The original author of Uganda’s controversial Anti-Homosexual Bill has given notice that he intends to reintroduce it during the current parliamentary session.
The bill was struck down on a technicality in August, after a Constitutional Court judge ruled that not enough members of parliament had been present to legally pass the legislation.
According to KFM 93.3, while opening the plenary session in Parliament, Ugandan Deputy Speaker Jacob Oulanyah said that once the bill is re-introduced, “it will be handled appropriately.” Additionally, he said that the House of Representatives will hold both morning and afternoon sessions to fast-track parliamentary business.
A request to push the bill to the top of the Parliamentary agenda, ahead of even the current budget negotiations, was denied on September 2. Uganda’s Daily Monitor reported that Deputy Speaker Jacob Oulanyah said, “We are now focusing on the Budget process and the [Anti-Homosexual] Bill was already here and we passed it into law. If it had still been within Parliament, it would still be property of Parliament and we would have done whatever necessary to correct the anomalies.”
Additionally, Oulanyah noted that a petition calling for another vote on the bill had collected the signatures of 254 Members of Parliament (MPs). Petitions only require the support of one-third of Parliament’s 376 members.
The constitutional court’s ruling against the bill means that Parliament will have to start the process over from the beginning, but MP David Bahati told press, “We can suspend any of the rules if we think it is important.”
The legislation may undergo some revision before passage, as President Yoweri Museveni has allegedly said that it should avoid further criminalizing “consenting homosexuals.”
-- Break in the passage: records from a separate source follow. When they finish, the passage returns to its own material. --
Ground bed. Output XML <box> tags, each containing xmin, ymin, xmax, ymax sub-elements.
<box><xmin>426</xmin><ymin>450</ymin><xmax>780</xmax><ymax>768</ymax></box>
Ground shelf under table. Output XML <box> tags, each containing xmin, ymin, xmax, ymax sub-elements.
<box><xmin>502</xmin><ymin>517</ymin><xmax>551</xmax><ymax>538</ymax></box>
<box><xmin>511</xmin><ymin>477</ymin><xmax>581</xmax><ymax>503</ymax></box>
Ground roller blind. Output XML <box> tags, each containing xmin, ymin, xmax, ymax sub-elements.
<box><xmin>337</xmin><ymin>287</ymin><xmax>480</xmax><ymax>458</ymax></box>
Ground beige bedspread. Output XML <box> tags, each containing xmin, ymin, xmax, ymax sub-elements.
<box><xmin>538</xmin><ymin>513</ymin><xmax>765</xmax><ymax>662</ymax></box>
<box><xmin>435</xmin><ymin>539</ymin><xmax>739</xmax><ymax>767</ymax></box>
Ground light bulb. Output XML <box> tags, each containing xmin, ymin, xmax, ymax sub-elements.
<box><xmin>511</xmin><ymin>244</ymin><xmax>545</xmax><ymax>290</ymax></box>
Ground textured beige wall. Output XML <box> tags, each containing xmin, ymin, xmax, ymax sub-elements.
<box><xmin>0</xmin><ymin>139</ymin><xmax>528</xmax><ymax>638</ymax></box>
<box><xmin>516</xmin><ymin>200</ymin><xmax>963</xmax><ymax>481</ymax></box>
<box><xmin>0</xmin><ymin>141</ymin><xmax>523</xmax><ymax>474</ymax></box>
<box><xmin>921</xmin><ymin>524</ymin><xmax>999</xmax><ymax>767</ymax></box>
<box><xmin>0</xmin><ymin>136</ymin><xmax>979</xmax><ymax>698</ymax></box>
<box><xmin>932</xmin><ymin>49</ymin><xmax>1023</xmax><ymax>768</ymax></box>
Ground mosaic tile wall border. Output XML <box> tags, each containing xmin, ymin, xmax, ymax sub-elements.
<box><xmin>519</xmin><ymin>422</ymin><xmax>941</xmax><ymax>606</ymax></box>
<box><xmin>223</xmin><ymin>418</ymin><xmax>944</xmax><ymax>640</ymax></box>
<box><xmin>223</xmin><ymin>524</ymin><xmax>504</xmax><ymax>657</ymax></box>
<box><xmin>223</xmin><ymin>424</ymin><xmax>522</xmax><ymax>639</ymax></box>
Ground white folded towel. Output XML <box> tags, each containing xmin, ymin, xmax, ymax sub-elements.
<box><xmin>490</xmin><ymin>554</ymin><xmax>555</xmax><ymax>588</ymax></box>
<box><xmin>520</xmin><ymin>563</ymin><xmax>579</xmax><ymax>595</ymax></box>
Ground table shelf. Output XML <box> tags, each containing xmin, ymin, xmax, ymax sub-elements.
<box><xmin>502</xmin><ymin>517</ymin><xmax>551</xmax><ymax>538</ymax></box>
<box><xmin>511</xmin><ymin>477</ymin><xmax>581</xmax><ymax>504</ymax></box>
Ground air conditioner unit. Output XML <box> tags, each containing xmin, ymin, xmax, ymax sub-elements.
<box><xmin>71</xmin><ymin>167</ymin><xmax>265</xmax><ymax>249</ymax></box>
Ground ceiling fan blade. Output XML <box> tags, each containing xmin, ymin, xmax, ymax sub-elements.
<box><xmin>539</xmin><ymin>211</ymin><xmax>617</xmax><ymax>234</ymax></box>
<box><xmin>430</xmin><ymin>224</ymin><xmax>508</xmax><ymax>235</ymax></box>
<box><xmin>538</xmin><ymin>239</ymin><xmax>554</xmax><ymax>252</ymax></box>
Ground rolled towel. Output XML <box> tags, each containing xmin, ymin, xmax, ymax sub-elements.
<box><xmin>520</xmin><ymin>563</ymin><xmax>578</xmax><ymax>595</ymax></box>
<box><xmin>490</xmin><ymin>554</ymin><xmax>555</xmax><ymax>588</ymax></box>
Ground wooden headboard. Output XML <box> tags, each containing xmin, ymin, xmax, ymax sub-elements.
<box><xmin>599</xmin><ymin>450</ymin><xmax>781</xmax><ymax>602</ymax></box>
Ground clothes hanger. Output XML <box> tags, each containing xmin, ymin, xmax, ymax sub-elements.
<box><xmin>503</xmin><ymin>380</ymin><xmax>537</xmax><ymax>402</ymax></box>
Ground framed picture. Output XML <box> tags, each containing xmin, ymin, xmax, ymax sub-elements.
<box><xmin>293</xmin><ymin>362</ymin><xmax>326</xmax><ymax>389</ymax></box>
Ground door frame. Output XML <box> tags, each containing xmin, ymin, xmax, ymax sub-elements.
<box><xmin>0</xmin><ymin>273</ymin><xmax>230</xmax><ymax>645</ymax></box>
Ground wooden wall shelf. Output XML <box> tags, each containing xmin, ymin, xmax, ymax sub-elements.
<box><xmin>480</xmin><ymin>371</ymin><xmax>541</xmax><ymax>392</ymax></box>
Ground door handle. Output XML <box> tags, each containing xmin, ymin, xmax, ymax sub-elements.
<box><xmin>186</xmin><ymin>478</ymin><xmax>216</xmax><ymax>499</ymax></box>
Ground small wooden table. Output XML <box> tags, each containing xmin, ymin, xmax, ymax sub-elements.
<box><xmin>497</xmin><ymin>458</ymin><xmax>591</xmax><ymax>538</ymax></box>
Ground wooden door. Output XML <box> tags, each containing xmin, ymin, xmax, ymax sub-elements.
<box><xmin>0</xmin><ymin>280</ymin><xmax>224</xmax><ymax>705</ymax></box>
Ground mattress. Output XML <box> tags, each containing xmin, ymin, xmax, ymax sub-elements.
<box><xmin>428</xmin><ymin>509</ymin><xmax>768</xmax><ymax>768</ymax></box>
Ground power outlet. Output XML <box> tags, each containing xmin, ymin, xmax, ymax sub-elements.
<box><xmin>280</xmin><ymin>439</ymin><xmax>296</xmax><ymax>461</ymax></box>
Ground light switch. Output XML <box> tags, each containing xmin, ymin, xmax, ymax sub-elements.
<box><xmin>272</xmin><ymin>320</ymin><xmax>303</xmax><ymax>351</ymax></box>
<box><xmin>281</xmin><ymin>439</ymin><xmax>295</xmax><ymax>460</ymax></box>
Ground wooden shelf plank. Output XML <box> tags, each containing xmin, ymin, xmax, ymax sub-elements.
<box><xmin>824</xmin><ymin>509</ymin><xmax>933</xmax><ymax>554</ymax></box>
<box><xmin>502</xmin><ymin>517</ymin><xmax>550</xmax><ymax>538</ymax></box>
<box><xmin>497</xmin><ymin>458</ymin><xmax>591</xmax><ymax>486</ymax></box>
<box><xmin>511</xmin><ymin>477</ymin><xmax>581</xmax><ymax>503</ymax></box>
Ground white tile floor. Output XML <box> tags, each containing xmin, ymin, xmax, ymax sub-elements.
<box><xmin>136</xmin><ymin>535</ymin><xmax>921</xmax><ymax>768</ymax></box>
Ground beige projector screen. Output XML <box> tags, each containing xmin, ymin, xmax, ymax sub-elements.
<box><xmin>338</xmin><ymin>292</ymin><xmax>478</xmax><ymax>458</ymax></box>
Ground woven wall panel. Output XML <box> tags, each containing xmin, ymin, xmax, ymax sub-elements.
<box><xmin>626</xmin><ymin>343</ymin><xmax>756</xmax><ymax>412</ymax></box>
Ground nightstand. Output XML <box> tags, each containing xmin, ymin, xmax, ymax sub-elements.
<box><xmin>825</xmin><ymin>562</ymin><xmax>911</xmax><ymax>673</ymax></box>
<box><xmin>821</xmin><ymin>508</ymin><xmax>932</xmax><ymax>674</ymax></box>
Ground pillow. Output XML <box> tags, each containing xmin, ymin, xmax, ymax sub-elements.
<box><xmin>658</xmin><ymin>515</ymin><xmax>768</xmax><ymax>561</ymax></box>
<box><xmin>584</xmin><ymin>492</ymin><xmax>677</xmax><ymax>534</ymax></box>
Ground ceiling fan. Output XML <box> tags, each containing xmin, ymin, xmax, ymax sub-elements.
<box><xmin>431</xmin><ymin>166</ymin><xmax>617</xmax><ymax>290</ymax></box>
MP Medard Bitekyerezo told allAfrica in an interview, “We feel we don’t want our president to support a law that is going to accept our children to be molested by those who are doing homosexuality here. I think there, he agrees with us…[but]our president is saying, there are some people who have opted to go into hotels and they’re sleeping together and they are adults, and they have consented. He says we shouldn’t tamper with them and we have also agreed.”
Under current Uganda law, even consensual homosexual sex acts are punishable by up to fourteen years in prison.